The townhouse has always asked its occupants to think differently about space. Without the sprawl of a single-level home, without the luxury of a wide floor plate, the townhouse offers instead something more interesting: height. And height, in the hands of a thoughtful designer, becomes not a constraint but a genuine asset that single-level homes rarely achieve.
Understanding how vertical space is used in the best-designed townhouses changes how you evaluate the homes you look at and the choices you make when designing or renovating one.
Light as a Vertical Resource
In a single-level home, natural light comes primarily from windows in the walls. In a multi-storey townhouse, light becomes a three-dimensional resource that can be drawn into the home from above as well as from the sides.
Skylights positioned over stairs, voids, and key living spaces allow light to penetrate deep into the home, reaching levels that wall windows cannot serve effectively. A skylight over a central staircase illuminates every level it passes through, creating a column of light that makes the vertical journey through the home feel connected and bright rather than corridor-like and enclosed.
In terraced townhouse designs where side windows are unavailable and rear windows limited by overlooking constraints, vertical access to light is not a luxury. It is frequently the difference between a home that feels bright and alive and one that feels permanently dim.
Connecting Levels Without Losing Privacy
One of the tensions in vertical living is the relationship between connection and privacy. Families with children, couples who work from home, and multi-generational households all need their levels to feel connected but also to provide genuine acoustic and visual separation when required.
The best townhouse designs navigate this tension through a combination of spatial arrangement and material choices. Voids that connect living levels visually while positioned away from bedrooms. Flooring materials that absorb sound between levels. Door configurations that allow levels to be opened or closed off depending on the needs of the occupants.

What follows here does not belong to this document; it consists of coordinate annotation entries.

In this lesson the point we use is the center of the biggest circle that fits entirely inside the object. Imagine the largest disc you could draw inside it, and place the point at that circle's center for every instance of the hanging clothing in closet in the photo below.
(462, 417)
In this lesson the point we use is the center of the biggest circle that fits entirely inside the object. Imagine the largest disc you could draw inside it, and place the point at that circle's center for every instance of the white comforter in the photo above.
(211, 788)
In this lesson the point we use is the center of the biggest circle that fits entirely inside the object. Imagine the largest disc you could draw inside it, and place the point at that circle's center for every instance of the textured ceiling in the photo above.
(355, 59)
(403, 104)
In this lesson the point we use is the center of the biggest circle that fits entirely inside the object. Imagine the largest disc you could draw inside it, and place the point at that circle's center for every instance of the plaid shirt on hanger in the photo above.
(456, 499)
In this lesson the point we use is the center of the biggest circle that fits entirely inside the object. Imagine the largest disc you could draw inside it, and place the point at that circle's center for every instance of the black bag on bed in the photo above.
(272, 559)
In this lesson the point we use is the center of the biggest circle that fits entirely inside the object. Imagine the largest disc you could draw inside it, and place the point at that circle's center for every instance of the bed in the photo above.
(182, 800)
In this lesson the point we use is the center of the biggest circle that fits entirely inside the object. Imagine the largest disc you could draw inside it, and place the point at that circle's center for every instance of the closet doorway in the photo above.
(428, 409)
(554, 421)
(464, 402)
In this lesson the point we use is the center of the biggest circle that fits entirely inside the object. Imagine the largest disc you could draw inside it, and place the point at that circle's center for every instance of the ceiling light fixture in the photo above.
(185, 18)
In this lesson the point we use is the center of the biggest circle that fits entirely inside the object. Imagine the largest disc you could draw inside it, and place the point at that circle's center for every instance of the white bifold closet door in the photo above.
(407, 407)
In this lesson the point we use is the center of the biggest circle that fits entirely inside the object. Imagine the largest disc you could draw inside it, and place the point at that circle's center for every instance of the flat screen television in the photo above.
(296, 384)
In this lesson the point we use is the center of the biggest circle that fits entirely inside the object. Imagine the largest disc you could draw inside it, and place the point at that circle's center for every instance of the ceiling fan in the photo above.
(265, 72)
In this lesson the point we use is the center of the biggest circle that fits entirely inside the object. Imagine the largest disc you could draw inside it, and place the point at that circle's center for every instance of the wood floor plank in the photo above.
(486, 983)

This calibrated approach to connection and separation distinguishes genuinely liveable vertical homes from those that feel either claustrophobically isolated between floors or uncomfortably exposed throughout.
Thinking Vertically About Storage
Storage in a townhouse is an exercise in creativity that single-level homes rarely demand. The transitions between floors, the voids beneath stairs, the spaces that would be awkward to occupy but perfectly suited to built-in storage, all of these require deliberate planning from the earliest design stages.
Homes that approach storage as an afterthought, adding it wherever space remains after primary layout decisions, consistently produce less liveable results than those that treat storage as a fundamental design element shaping the entire plan.
The Reward of Thinking Up Rather Than Out
The townhouse offers its occupants a fundamentally different spatial experience from the single-level home. Moving through a home vertically, experiencing different qualities of light on different levels, occupying spaces that feel larger than their floor area because of generous ceiling heights and well-placed voids, is a genuinely different and often deeply rewarding way to live.
The homes that deliver this reward most effectively are those designed by people who understand vertical living not as a compromise but as an opportunity, and who bring the skill and discipline to realise that opportunity in full.